> Currently, on VM, if a web server sees someone trying to login using
> incorrect userid/password, it will prompt them to stop/get help, if
they
> don't, via the VM TCPIP stack, the client is blocked.  Kind of like a
> dynamic firewall rule that lasts for a predefined period of time.
> I wanted to implement the same for my linux guests but at the VM level
> so that I don't incur the overhead of running iptables on each guest.
> This way, if a guest sees repeated login attempts or sometimes
> you see hackers asking for web pages for common admin tools, then
> the guest would inform VM that controls the switch to block that
> external IP address for a specific time.

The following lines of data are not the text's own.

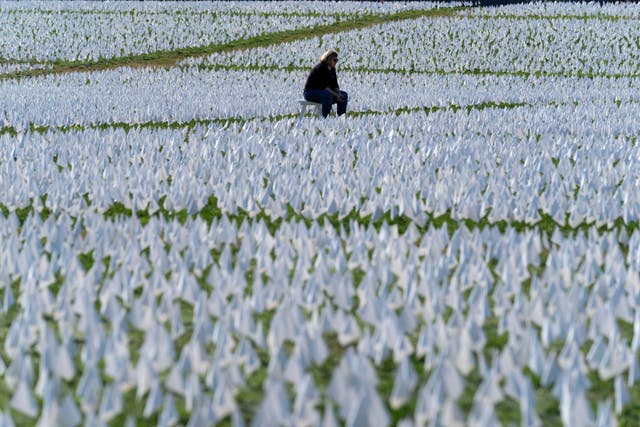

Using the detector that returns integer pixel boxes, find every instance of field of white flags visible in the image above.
[0,1,640,427]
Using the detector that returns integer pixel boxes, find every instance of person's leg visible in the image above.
[304,89,333,117]
[337,90,349,116]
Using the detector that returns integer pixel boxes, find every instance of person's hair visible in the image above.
[320,49,338,64]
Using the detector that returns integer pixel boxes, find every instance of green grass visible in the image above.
[0,7,464,79]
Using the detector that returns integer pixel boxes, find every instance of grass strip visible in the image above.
[0,101,533,137]
[0,7,463,80]
[180,64,640,79]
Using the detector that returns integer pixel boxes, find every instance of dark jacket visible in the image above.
[304,62,340,92]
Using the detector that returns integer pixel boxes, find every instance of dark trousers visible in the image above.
[304,89,349,117]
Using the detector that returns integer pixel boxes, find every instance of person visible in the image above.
[303,49,349,117]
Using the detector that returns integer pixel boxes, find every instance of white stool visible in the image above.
[298,99,322,119]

Front end your WWW servers with a guest running LVS, and run iptables on
the LVS guest. You can then do the iptables stuff only in one place, and
you also get the ability to do load-balancing, pre-authentication and
all kinds of other nifty stuff. 

If you want to do this on a more comprehensive scale, use a Linux guest
as a front end to the VM stack (ie, have the Linux guest assume the IP
address of your VM stack and set up as a NAT gw, passing traffic through
as needed) and run iptables there. We've run this way for ages, and it
works very nicely. If you want to do that, we can talk offline about the
iptables config to do that. It also lets you cut off bozos in only one
place.

You could easily add a cron job to the Linux IP stack guest that reads a
CMS minidisk file of "naughty" luser IP addresses and periodically
updates an iptables map. That'd be cool, actually; then you could cut
them off from all services if you so chose, or just some services,
depending on how you wrote the script.